[Talk-ca] Some feedback on import quality in Toronto

Tim Elrick osm at elrick.de
Sun Feb 10 05:02:15 UTC 2019


Hi all,

After following the building import discussion for a while now, I wanted 
to chime in as well.

After moving to Montréal from Germany recently, I got more engaged with 
the local mappers here in MTL (beforehand, I was more analysing OSM data 
scientifically).

I took part in the initial meeting of the Building Canada 2020 
initiative, in which great interest in the project was expressed by many 
institutions, organizations and businesses. However, apart from 
Statistics Canada, municipalities and OSMappers no one seemed to be 
willing to invest into the effort to support the initiative with 
manpower or funding (to my knowledge). Therefore, I found it quite 
impressive what StatCan has achieved with the Open Building Database and 
do not share the view of some on this list that the initiative got off 
on the wrong foot; but that all water under the bridge now.

So, yes, there seems to be some interest to use the data from the Open 
Building Database in OSM easily. However, I am also hesitant, that one 
massive import can be the answer.

I'm generally hesitant with imports as such, maybe because I was 
acculturated in OSM in Germany where OSMappers value original entries 
much more than secondary data. Further, I'm skeptical, that secondary 
data is necessary better than original data (even from mapathons). I 
initiated two mapathons with university students in the context of 
Building Canada 2020. Both mapathons resulted in mostly nice buildings, 
I would say - and, when there is the odd not-so-nice building, there is 
still the validation step as we always used the tasking manager [1]. By 
the way, both mapathons used the ID editor; and, of course, you can 
square buildings in ID as well; so, I don't really understand the ID 
editor bashing that appears on this list here now and then. That said, 
of course, I prefer JOSM over ID as it is the more versatile tool, but 
to introduce interested persons to editing in OSM, ID is really nice.

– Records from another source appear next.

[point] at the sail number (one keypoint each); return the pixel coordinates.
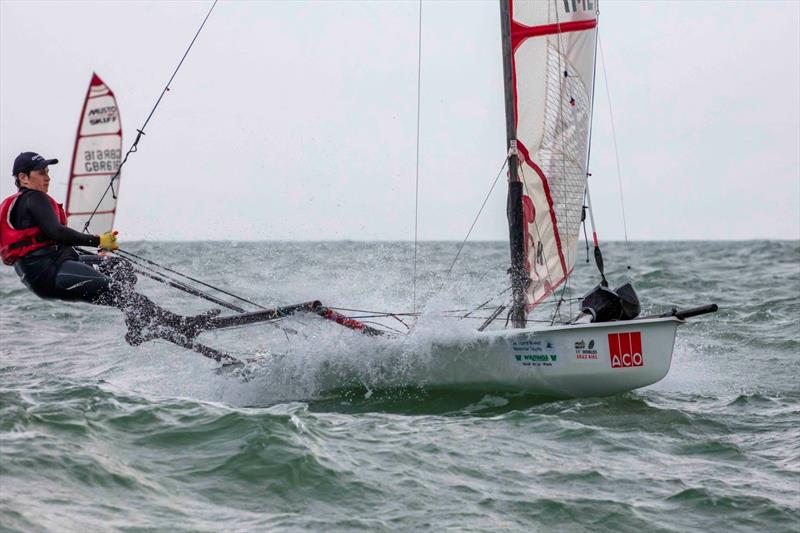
(583, 5)
(101, 160)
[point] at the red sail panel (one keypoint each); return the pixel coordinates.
(553, 44)
(95, 159)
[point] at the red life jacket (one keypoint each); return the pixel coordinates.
(16, 243)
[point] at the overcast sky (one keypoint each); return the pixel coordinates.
(297, 120)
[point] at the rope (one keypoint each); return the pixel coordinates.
(135, 146)
(416, 183)
(616, 154)
(153, 263)
(449, 270)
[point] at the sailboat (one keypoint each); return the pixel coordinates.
(96, 158)
(549, 65)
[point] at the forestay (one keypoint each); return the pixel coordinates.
(95, 159)
(553, 45)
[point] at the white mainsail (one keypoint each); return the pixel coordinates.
(553, 45)
(95, 159)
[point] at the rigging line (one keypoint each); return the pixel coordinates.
(148, 261)
(561, 84)
(616, 153)
(416, 183)
(484, 303)
(160, 277)
(461, 247)
(134, 146)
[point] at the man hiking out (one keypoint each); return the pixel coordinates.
(35, 239)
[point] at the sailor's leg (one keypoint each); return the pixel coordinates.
(146, 320)
(74, 280)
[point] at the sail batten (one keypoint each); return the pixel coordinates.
(553, 45)
(96, 158)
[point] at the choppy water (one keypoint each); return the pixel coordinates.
(96, 435)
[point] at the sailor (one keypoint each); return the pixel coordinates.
(35, 239)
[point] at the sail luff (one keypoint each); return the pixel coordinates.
(553, 44)
(514, 211)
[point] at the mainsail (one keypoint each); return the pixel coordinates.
(95, 159)
(552, 71)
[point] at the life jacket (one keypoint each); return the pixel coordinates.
(16, 243)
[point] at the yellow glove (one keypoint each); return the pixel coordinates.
(108, 241)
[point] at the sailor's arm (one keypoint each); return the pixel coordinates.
(42, 214)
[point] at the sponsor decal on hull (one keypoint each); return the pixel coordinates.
(585, 351)
(625, 349)
(534, 352)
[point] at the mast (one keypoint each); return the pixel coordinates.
(514, 213)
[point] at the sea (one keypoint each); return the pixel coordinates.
(324, 429)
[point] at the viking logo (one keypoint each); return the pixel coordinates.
(539, 253)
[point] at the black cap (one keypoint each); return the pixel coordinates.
(27, 161)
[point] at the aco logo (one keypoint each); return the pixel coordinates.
(625, 349)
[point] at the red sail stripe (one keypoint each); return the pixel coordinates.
(77, 137)
(96, 212)
(520, 32)
(527, 157)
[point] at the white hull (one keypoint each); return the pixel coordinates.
(564, 361)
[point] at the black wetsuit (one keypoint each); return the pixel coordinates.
(58, 271)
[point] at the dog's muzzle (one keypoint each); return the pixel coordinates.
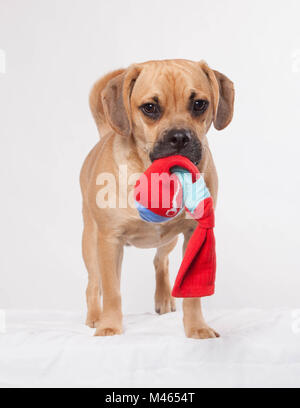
(178, 141)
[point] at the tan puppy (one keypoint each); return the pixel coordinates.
(150, 110)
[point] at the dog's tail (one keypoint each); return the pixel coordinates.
(95, 101)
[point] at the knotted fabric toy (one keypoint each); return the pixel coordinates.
(167, 187)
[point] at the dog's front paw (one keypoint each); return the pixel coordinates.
(201, 332)
(109, 327)
(93, 318)
(164, 302)
(107, 331)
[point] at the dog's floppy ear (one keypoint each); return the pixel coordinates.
(116, 100)
(223, 95)
(95, 100)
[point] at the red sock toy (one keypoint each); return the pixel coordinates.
(167, 187)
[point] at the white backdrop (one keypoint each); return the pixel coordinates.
(55, 50)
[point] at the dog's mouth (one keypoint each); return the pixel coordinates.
(192, 150)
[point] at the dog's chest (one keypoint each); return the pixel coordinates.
(152, 235)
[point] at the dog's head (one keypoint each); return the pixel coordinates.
(167, 106)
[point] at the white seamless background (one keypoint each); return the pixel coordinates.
(55, 50)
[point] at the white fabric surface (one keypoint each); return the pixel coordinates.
(44, 349)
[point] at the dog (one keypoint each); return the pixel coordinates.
(148, 111)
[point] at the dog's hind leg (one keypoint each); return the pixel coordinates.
(164, 302)
(90, 256)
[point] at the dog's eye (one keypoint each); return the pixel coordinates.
(151, 109)
(199, 106)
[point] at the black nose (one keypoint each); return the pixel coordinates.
(178, 138)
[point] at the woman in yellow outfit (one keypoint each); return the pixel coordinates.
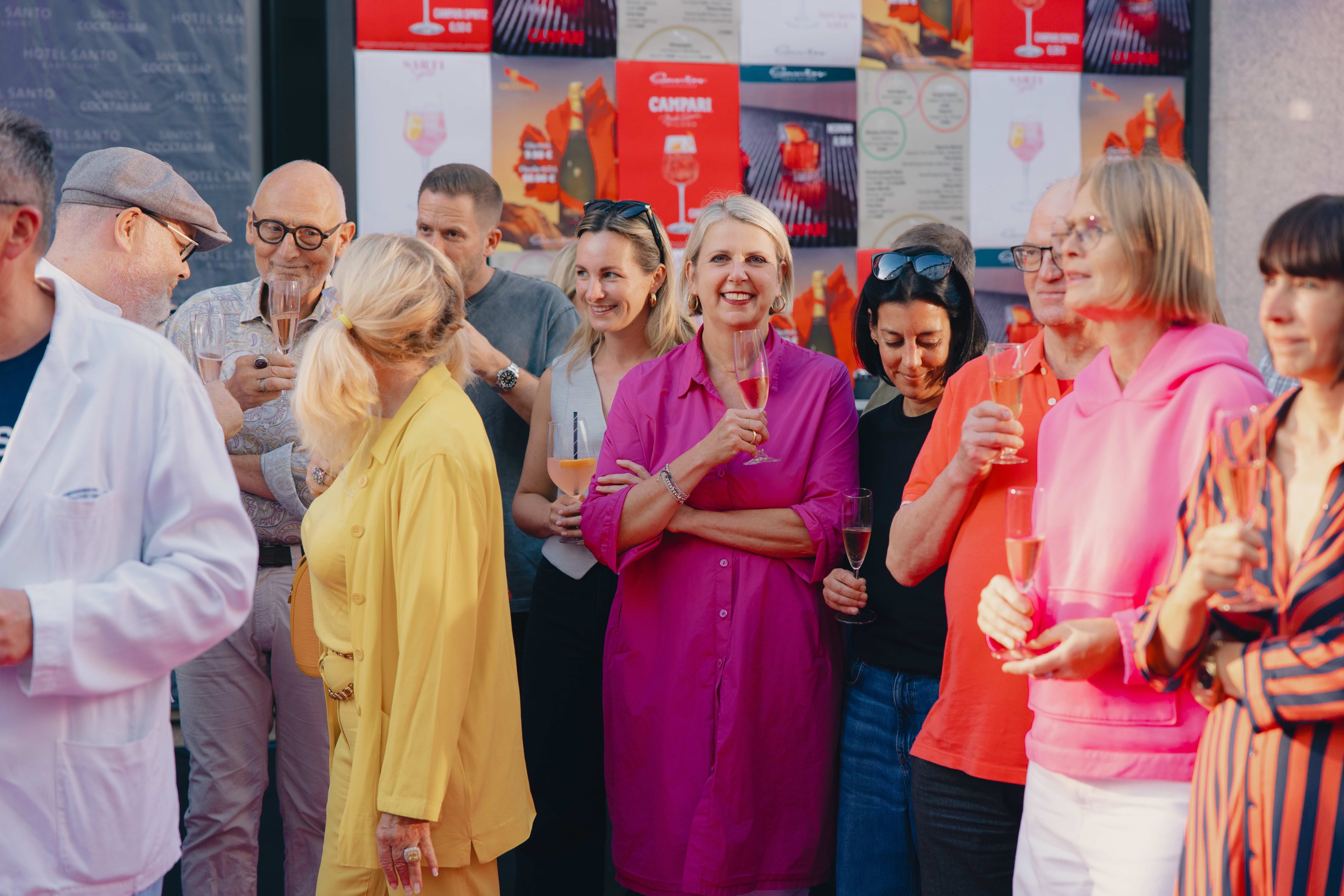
(407, 554)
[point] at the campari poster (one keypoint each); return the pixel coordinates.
(462, 26)
(799, 140)
(554, 28)
(1044, 36)
(678, 138)
(554, 144)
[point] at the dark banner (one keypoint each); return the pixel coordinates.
(151, 75)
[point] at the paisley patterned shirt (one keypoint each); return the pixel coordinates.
(269, 431)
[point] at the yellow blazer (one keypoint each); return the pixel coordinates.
(432, 637)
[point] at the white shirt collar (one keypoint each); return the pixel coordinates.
(46, 271)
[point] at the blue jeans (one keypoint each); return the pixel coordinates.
(884, 711)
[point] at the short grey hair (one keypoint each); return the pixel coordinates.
(28, 171)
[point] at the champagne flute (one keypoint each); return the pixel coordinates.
(1025, 537)
(1007, 367)
(208, 342)
(284, 312)
(571, 461)
(1240, 474)
(753, 369)
(857, 529)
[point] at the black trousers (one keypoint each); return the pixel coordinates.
(562, 733)
(967, 830)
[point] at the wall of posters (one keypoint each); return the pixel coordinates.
(679, 138)
(463, 26)
(415, 112)
(556, 28)
(678, 30)
(798, 136)
(151, 77)
(546, 162)
(1044, 36)
(1025, 131)
(802, 33)
(917, 34)
(913, 151)
(1112, 112)
(1138, 37)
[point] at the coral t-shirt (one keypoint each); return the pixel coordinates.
(980, 722)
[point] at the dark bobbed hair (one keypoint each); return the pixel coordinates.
(952, 294)
(460, 179)
(1307, 240)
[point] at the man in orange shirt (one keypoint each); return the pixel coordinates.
(970, 764)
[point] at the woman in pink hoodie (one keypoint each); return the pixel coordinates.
(1111, 760)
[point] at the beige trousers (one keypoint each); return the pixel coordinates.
(343, 881)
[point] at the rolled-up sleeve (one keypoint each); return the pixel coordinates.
(833, 469)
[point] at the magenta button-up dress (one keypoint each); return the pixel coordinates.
(722, 667)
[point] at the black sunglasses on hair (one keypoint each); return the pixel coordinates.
(929, 265)
(631, 209)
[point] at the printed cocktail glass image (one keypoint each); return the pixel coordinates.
(1029, 50)
(424, 131)
(681, 167)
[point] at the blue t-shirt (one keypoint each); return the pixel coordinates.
(15, 381)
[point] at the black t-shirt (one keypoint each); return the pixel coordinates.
(912, 624)
(15, 381)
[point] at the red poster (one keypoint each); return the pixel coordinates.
(1046, 36)
(463, 26)
(679, 138)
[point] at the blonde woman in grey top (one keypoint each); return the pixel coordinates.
(624, 289)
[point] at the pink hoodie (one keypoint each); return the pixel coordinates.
(1115, 467)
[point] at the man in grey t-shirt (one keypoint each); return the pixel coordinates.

I'm even more skeptical about imports after Yaro pointed us to the Texas 
import [2]. I wonder why there was no outcry there (or maybe there was 
and I did not hear about it) - the imported data is terrible: no 
parallel to street buildings, no right angles, sometimes even not the 
right size of building parts. Fact is that secondary data buildings 
footprints can be from many different data sources - from AutoCAD, 
handdrawn by a municipal GIS experts to photogrammetric and satellite 
machine learning sources; all those sources have their peculiarities, 
which I think, you cannot satisfy in one import plan fits all - 
especially, as the Open Building Database in Canada is stitched together 
from those very different sources.

In Montreal, e.g., the source for the Open Building Database is the 
données ouvertes des batiments. This is photogrammetric imagery probably 
turned into AutoCAD files, which then were exported to a shapefile and 
geojson. The building outlines are impressively precise, however, the 
open data files contain building blocks not single buildings [3], 
however, offer building dividers in a separate shapefile (I assume due 
to the export from AutoCAD, see second image in [3]). Unfortunately, the 
Open Building Database only included those building blocks in their data 
set, making it not very easy to import into OSM (as they do not include 
the building dividers). Hence, a bit of non-trivial pre-processing of 
the original données ouvertes des batiments would be necessary to import 
them into OSM (as the building divider file does also include roof 
extensions and roof shapes). The local OSM group is discussing this 
pre-processing for a while now at their local meetings (we started 
discussing this even before the Building Canada 2020 initiative 
started). As the City of Montreal has granted OSM the explicit use of 
their open data file, the way forward, we think, is to pre-process the 
original files. Further, there is extensive overlap of existing 
buildings with the open data file. Therefore, the imports in Montreal 
would have to happen in very small batches to not destroy the work of 
other OSMappers.

I am also pretty skeptical about the simplification of the secondary 
data before importing that was suggested on the list here. As the data 
sources of the Open Building Database are very diverse, one 
simplification method cannot fit all data sources and can lead to 
harming the ground-truth principle. This even happened when Nate tried 
to simplify buildings by hand in Toronto [4], as pointed out by Yaro. 
There might be the odd case, where secondary data has too many nodes in 
a straight line, but, usually, I would assume, that most data sources 
stem from GIS experts or machine learning algorithms; neither would 
include more nodes than necessary for a building outline. And honestly, 
I don't buy the argument of 'too much data clutters our planet dump'. 
Storage space and processing power is no longer an issue, and I would 
like to see the world as precisely represented as possible in OSM; in 
many parts of the OSM world you now find single trees, mailboxes and 
lamp posts in OSM; isn't that great? As for buildings, I would like to 
see all the bay windows, nooks and crannies - even in Canada.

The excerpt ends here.